Lectio divina is often described as including four key aspects or movements: lectio (reading), meditatio (meditation), oratio (prayer), and contemplatio (contemplation). In this blog, I want to explore a bit the theological foundation of the first of these movements. 

Underlying lectio or the reading of a text is a fundamental theological proposition that is deeply Trinitarian: the Eternal Word, sent by the Father, has become incarnate in Jesus Christ and continues to speak to us through the Holy Spirit. 

The incarnate Word — Jesus of Nazareth — speaks and acts in an infinitely personal and loving way; Christ is God the Son come to us in the flesh to save us from the havoc of sin and to restore us fully into his image. In and through the incarnate Son’s words and actions, then, we encounter and are called to embrace the redemption, regeneration, restoration, and recreation he offers us. 

As we embrace Christ in faith by listening faithfully and intensely to his words and imitating his actions as his apprentices, transformation occurs. By receptively allowing Jesus’ words and deeds to sink down deep within us — a movement ignited and energized by the power of the Spirit — we are increasingly formed into Christ’s image. In our embrace of Jesus’ words through our focused, intense listening to them, we are increasingly changed into what we were always meant to be, what we can call real human beings,” recreated and reformed into the image of the” human being, the incarnate Word. 

Andy Crouch, in his book Culture Making: Recovering Our Creative Calling, draws our attention to the stories God gives us in the initial chapters of Genesis and reminds us that the first man and woman — Adam and Eve — found themselves in the midst of a world,” a story, if you will, that God was already telling. We, like that original couple, always and everywhere” find ourselves in the midst of a story.” 

The problem is that our story — the story of the human race and our individuating of that story — has gone terribly wrong. We have attempted to rewrite God’s original script, making ourselves both the authors and main characters – and in doing so have terribly skewed the story line. It is in lectio divina that we open ourselves to a God who changes history,” the story-line that has gone wrong. We not only receive guidance and support.” We offer the opportunity to revolutionize the whole tenor of that segment of history that is my little life.” 

Lectio divina, through its insistence that we relearn the story through our immersion in it, teaches us to tell and live the story right, reorienting and reforming us in the process. The goal of our reading is the reshaping of our thoughts and actions through an imitation of Christ grounded in an intense, responsive, receptive reading. As we read, our consciousness, as Michael Casey puts it, increasingly conforms to the mind of Christ. 
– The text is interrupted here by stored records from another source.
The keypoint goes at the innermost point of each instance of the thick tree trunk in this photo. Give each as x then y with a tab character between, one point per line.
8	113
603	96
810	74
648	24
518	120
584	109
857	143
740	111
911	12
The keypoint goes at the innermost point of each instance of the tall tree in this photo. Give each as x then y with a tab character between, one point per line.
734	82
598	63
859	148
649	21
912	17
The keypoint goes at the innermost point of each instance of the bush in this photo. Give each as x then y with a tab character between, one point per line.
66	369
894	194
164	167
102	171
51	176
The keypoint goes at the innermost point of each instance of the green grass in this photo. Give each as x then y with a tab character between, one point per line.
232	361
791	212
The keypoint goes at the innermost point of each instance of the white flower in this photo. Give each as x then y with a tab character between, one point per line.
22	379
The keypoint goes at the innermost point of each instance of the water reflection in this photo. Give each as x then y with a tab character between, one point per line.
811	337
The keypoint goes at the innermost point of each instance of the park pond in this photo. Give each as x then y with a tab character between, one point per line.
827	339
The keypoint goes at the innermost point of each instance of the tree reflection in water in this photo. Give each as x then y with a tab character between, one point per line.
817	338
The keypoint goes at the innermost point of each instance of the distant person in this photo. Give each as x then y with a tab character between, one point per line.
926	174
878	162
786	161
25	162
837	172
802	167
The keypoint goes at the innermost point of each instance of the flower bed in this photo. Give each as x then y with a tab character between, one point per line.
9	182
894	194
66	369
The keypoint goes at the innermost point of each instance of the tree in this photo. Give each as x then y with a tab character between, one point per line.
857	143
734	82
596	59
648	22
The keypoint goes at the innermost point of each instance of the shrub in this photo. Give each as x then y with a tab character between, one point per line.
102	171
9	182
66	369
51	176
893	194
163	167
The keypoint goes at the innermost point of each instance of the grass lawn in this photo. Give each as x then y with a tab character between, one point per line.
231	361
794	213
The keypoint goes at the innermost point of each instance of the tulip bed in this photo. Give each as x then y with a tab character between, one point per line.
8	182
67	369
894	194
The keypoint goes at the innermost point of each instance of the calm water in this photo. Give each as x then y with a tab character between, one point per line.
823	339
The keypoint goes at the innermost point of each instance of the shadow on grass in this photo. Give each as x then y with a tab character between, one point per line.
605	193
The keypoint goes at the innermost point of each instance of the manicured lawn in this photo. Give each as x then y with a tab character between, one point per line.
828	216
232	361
When our minds and hearts are formed according to Christ, then our actions can be vehicles of grace to others. The precondition is, however, that our consciousness is shaped to agree with that of Christ. And this is precisely the role of lectio divina. It is a school in which we learn Christ … Lectio divina helps us to encounter Christ, it initiates us into the way of Christ.” Or, in Eugene Peterson’s words, lectio divina leads to the fusion” of my story and Christ’s story. 

To repeat, the theological foundation of lectio divina is the entrance into our history — personal and corporate — of the incarnate Word sent by the Father. Christ has spoken and continues to speak as the Holy Spirit enlivens the words of Scripture, applying them to our minds and hearts as we allow his divine speech to sink down within us, seeping into every crack and cranny.